In an exemplary embodiment of the present application, the value of α may range from 0 to 1, and the parameter may be updated according to experiments using the following calculation formula:
where λ may be set to a frame rate, the greater λ the rate at which α tends to be 1 decreases, while the greater α indicates a higher confidence in using picture saturation information, and x is the sequence number of the frame.
S102, inputting the key frame into a preset color correction model, and performing color correction on the key frame through the color correction model.
In an exemplary embodiment of the present application, after judging the key frame, the key frame may be sent to a color correction model to perform color correction, and the obtained correction result is saved and may be recorded as F d The original frame picture can be recorded as F s 。
In an exemplary embodiment of the present application, the color correction model may be obtained by training a convolutional neural network model using food material sample pictures in the simulated oven cavity as training data and test data.
In the exemplary embodiment of the application, the neural network is used for color correction on the key frame, which is an embodiment scheme for performing 'fitting' on color differences generated by different food materials in the oven based on a statistical rule, finally generating a relatively more adaptive model to express the colors of the different food materials, and finally performing color correction on the key frame picture.
In an exemplary embodiment of the present application, the convolutional neural network model may be a full convolutional neural network FCN structure.
In an exemplary embodiment of the present application, as shown in fig. 3 and fig. 4, the training the convolutional neural network model with the food material sample pictures in the simulated oven cavity as training data and test data may include S201-S203:
s201, acquiring a food material picture set in the simulated oven cavity.
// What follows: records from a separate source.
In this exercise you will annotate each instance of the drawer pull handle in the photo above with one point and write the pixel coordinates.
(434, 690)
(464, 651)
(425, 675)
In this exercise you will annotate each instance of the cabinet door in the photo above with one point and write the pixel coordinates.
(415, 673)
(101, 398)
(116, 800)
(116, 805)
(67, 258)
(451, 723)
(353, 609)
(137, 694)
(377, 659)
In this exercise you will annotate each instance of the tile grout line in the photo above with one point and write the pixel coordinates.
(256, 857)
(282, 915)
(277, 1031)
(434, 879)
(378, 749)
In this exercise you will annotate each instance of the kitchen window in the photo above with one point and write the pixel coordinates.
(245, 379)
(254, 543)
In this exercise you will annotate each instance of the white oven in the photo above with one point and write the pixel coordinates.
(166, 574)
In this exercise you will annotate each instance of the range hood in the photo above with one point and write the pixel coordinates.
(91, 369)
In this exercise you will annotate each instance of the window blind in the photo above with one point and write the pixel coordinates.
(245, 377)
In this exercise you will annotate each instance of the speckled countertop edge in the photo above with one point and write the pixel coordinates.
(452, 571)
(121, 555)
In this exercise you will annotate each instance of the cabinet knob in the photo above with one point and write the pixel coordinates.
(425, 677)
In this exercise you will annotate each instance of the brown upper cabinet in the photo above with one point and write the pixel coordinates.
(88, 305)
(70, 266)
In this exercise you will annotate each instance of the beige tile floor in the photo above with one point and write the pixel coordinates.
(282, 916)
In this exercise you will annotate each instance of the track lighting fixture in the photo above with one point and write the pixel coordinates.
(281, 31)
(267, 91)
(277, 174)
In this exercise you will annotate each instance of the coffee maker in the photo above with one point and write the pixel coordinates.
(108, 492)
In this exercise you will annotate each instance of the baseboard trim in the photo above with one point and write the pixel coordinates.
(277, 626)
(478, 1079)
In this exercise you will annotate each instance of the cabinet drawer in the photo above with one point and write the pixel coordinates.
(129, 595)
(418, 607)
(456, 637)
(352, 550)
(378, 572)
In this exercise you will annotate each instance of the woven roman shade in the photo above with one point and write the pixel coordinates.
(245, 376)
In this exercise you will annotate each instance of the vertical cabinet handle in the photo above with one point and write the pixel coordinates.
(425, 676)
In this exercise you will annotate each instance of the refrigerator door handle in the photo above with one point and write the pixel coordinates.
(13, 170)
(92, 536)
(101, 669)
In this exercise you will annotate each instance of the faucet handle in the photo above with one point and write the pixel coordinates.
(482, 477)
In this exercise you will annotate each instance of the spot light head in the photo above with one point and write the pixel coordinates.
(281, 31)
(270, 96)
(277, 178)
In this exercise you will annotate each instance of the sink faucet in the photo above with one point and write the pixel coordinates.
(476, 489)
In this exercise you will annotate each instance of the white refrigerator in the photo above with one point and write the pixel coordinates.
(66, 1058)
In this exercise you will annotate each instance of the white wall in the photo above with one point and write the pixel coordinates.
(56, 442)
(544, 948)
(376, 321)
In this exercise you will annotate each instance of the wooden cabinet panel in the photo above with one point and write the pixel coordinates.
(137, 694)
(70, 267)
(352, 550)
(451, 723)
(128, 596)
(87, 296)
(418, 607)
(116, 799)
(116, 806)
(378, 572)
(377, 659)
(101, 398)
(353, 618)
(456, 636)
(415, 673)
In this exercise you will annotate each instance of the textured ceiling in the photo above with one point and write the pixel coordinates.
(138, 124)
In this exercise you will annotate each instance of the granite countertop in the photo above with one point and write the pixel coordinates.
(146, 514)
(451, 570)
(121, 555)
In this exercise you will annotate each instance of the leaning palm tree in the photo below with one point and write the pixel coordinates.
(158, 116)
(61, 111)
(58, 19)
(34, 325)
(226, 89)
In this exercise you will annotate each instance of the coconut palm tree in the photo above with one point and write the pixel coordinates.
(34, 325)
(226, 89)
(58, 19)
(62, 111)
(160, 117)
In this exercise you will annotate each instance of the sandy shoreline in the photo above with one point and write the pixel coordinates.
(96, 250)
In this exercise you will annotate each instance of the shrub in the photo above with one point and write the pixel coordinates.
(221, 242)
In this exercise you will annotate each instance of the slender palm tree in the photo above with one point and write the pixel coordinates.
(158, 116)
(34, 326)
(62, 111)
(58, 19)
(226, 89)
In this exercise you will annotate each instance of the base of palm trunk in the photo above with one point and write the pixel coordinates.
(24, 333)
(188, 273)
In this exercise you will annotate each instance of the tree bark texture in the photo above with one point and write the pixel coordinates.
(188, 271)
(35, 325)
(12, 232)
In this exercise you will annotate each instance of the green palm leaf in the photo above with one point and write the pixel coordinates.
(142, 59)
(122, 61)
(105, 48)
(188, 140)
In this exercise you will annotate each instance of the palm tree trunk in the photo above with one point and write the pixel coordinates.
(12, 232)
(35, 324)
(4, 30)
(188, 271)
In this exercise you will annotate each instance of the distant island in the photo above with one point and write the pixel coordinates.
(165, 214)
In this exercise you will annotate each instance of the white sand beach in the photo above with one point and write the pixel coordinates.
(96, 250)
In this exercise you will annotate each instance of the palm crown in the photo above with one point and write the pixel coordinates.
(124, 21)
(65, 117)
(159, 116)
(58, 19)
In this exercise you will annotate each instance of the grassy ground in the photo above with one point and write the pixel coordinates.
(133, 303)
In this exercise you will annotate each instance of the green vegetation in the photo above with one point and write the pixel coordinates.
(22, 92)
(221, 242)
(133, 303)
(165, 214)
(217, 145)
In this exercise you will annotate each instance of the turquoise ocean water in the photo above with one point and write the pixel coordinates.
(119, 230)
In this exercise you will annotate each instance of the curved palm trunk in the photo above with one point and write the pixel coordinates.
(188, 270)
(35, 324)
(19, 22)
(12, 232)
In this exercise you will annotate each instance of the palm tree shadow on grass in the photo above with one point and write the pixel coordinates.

In an exemplary embodiment of the present application, the food material picture set may include one or more of the following picture data:
in a sample collection environment of the simulated oven cavity, collecting picture data of various food materials under a standard light source;
in a sample collection environment of the simulated oven cavity, collecting picture data of various food materials under the oven light; the method comprises the steps of,
in the sample collection environment of the simulation oven cavity, the collected picture data of various food materials are collected at different collection temperatures and in the uniform change process of the collection temperatures.
S202, extracting the food material sample picture from the food material picture set, and dividing the food material sample picture into two parts; one part is used as the training data and the other part is used as the test data.
And S203, training the convolutional neural network model through the training data and a preset deep learning algorithm, and verifying a training result by adopting the test data.
In an exemplary embodiment of the present application, the FCN (full convolutional network) network may be trained using any existing deep learning tool.
In an exemplary embodiment of the present application, in order to increase the generalization ability of the model and improve the accuracy of color correction during actual operation, some special methods are used during the training of the convolutional neural network model.
In the exemplary embodiment of the present application, an FCN network structure is used, the FCN is a typical full convolution neural network structure, the core structure of which is a convolution operation layer, so as to extract characteristics of a target image under different fields of view, and the basic structure of the FCN is shown in fig. 5.
In an exemplary embodiment of the present application, a downsampling (downsampling) portion employs convolutional layers, with sampling intervals controlled by stride in the convolutional window, progressively reducing the size of the feature map output for each layer.
In an exemplary embodiment of the present application, the basic convolution structure is schematically shown in fig. 6, and the fig. 6 bit one-dimensional convolution is schematically shown.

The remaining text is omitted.